Estonians started having less children during the national awakening in the second half of the 19th century. It was the time when the Russian tsar, Alexander II, gradually granted Estonian peasants the right to education, property and liberty to move within Estonia and abroad.

By the end of the century, 96% of Estonians were literate.

But the cribs now stay empty. By the turn of the 20th century, small families with around two children became the new norm.

It has been estimated that the “population explosion” that rapidly brought the world population from about 1.6 billion to six billion during the 20th century did not affect Estonia as much and only increased the number of people by 1.6 times. This was an extremely low growth compared with many other countries.

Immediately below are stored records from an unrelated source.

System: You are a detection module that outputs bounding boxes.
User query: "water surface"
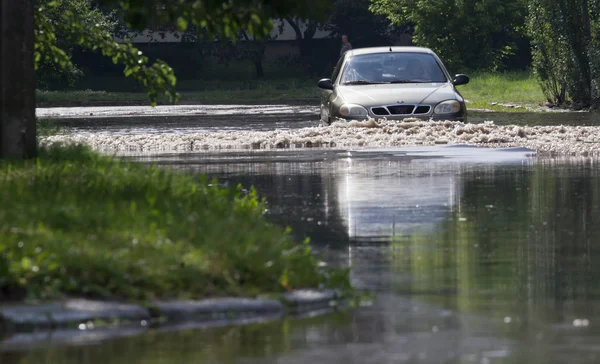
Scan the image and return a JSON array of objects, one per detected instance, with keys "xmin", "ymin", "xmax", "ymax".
[{"xmin": 0, "ymin": 147, "xmax": 600, "ymax": 364}]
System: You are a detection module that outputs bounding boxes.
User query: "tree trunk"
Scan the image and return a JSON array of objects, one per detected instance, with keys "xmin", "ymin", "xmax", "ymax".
[{"xmin": 0, "ymin": 0, "xmax": 37, "ymax": 159}]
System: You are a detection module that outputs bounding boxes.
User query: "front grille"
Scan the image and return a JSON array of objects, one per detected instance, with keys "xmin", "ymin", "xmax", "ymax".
[
  {"xmin": 371, "ymin": 107, "xmax": 390, "ymax": 116},
  {"xmin": 371, "ymin": 105, "xmax": 431, "ymax": 116},
  {"xmin": 387, "ymin": 105, "xmax": 415, "ymax": 115},
  {"xmin": 415, "ymin": 106, "xmax": 431, "ymax": 114}
]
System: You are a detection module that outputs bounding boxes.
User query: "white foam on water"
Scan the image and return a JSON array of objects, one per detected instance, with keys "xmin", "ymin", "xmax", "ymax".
[
  {"xmin": 41, "ymin": 119, "xmax": 600, "ymax": 156},
  {"xmin": 35, "ymin": 105, "xmax": 319, "ymax": 119}
]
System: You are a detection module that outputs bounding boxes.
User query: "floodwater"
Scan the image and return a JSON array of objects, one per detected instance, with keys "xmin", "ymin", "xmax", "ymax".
[
  {"xmin": 5, "ymin": 109, "xmax": 600, "ymax": 364},
  {"xmin": 37, "ymin": 105, "xmax": 600, "ymax": 157}
]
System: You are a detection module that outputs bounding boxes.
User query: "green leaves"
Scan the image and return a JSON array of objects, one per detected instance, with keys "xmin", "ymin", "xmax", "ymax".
[
  {"xmin": 35, "ymin": 0, "xmax": 331, "ymax": 105},
  {"xmin": 370, "ymin": 0, "xmax": 526, "ymax": 71},
  {"xmin": 35, "ymin": 0, "xmax": 179, "ymax": 105},
  {"xmin": 527, "ymin": 0, "xmax": 600, "ymax": 107}
]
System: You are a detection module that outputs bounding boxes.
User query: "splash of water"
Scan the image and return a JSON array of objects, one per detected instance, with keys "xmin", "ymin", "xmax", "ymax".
[{"xmin": 41, "ymin": 119, "xmax": 600, "ymax": 156}]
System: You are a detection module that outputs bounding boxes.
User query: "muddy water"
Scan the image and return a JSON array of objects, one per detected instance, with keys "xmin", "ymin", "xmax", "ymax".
[
  {"xmin": 37, "ymin": 105, "xmax": 600, "ymax": 156},
  {"xmin": 0, "ymin": 146, "xmax": 600, "ymax": 364}
]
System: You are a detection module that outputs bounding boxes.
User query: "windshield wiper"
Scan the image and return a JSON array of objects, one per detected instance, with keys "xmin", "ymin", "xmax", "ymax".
[
  {"xmin": 344, "ymin": 80, "xmax": 381, "ymax": 85},
  {"xmin": 389, "ymin": 80, "xmax": 423, "ymax": 83}
]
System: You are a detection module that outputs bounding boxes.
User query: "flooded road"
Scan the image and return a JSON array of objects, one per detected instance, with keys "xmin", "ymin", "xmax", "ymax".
[
  {"xmin": 0, "ymin": 146, "xmax": 600, "ymax": 364},
  {"xmin": 37, "ymin": 105, "xmax": 600, "ymax": 156}
]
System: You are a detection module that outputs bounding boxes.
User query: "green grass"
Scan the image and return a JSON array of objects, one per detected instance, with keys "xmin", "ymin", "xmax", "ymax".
[
  {"xmin": 0, "ymin": 147, "xmax": 350, "ymax": 301},
  {"xmin": 457, "ymin": 71, "xmax": 547, "ymax": 112}
]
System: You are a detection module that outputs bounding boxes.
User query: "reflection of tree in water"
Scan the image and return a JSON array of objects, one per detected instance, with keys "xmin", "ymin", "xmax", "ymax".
[
  {"xmin": 392, "ymin": 163, "xmax": 600, "ymax": 320},
  {"xmin": 211, "ymin": 162, "xmax": 348, "ymax": 246}
]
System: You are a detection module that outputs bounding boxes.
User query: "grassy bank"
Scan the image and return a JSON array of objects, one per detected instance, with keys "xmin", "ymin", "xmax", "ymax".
[
  {"xmin": 458, "ymin": 71, "xmax": 547, "ymax": 112},
  {"xmin": 37, "ymin": 72, "xmax": 545, "ymax": 111},
  {"xmin": 0, "ymin": 147, "xmax": 349, "ymax": 301}
]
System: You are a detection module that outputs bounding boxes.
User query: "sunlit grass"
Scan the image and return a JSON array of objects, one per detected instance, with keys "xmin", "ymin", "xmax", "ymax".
[
  {"xmin": 457, "ymin": 71, "xmax": 546, "ymax": 112},
  {"xmin": 0, "ymin": 147, "xmax": 349, "ymax": 301}
]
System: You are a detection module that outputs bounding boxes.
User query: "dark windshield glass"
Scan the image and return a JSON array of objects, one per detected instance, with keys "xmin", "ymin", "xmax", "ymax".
[{"xmin": 341, "ymin": 52, "xmax": 447, "ymax": 85}]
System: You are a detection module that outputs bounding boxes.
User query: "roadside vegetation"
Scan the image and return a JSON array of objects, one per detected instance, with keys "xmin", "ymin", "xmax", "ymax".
[
  {"xmin": 0, "ymin": 146, "xmax": 350, "ymax": 301},
  {"xmin": 457, "ymin": 71, "xmax": 547, "ymax": 112}
]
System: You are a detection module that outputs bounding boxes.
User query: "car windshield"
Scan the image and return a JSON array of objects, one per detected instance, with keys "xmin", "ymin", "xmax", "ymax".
[{"xmin": 341, "ymin": 52, "xmax": 447, "ymax": 85}]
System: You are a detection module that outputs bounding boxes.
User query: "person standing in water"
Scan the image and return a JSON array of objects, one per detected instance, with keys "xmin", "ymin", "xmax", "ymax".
[{"xmin": 340, "ymin": 34, "xmax": 352, "ymax": 57}]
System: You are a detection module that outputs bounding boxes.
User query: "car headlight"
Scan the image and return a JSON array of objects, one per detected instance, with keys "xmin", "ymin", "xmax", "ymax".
[
  {"xmin": 340, "ymin": 104, "xmax": 369, "ymax": 117},
  {"xmin": 433, "ymin": 100, "xmax": 460, "ymax": 114}
]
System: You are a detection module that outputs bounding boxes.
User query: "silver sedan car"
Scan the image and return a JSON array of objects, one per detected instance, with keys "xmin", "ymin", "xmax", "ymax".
[{"xmin": 318, "ymin": 47, "xmax": 469, "ymax": 124}]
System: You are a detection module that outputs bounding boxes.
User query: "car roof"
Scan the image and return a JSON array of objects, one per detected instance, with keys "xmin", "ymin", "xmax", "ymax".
[{"xmin": 347, "ymin": 46, "xmax": 435, "ymax": 57}]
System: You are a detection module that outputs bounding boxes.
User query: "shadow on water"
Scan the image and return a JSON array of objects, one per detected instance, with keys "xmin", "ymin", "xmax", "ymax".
[
  {"xmin": 469, "ymin": 111, "xmax": 600, "ymax": 126},
  {"xmin": 0, "ymin": 147, "xmax": 600, "ymax": 364}
]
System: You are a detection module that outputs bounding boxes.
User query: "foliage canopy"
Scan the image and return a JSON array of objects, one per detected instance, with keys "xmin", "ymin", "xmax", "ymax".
[
  {"xmin": 371, "ymin": 0, "xmax": 526, "ymax": 70},
  {"xmin": 35, "ymin": 0, "xmax": 331, "ymax": 104}
]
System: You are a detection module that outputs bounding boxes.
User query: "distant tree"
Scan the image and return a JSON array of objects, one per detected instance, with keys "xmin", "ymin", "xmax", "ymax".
[
  {"xmin": 371, "ymin": 0, "xmax": 528, "ymax": 70},
  {"xmin": 527, "ymin": 0, "xmax": 600, "ymax": 107},
  {"xmin": 325, "ymin": 0, "xmax": 393, "ymax": 47},
  {"xmin": 0, "ymin": 0, "xmax": 330, "ymax": 158}
]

In various developed countries, the increase was 15-20 times.

The 20th century was not kind to Estonia. The country was hit with world wars, the Nazi and Soviet occupations, deportations and an exodus to the West in 1944.

And, of course, it affected parents’ desire to bring babies into this world. In the 1950s and early 1960s, both Estonia and its neighbouring Latvia had one of the lowest fertility rates in the world.

In short, it is a miracle that Estonia still even exists. And it seems the small country is doing everything to keep it that way.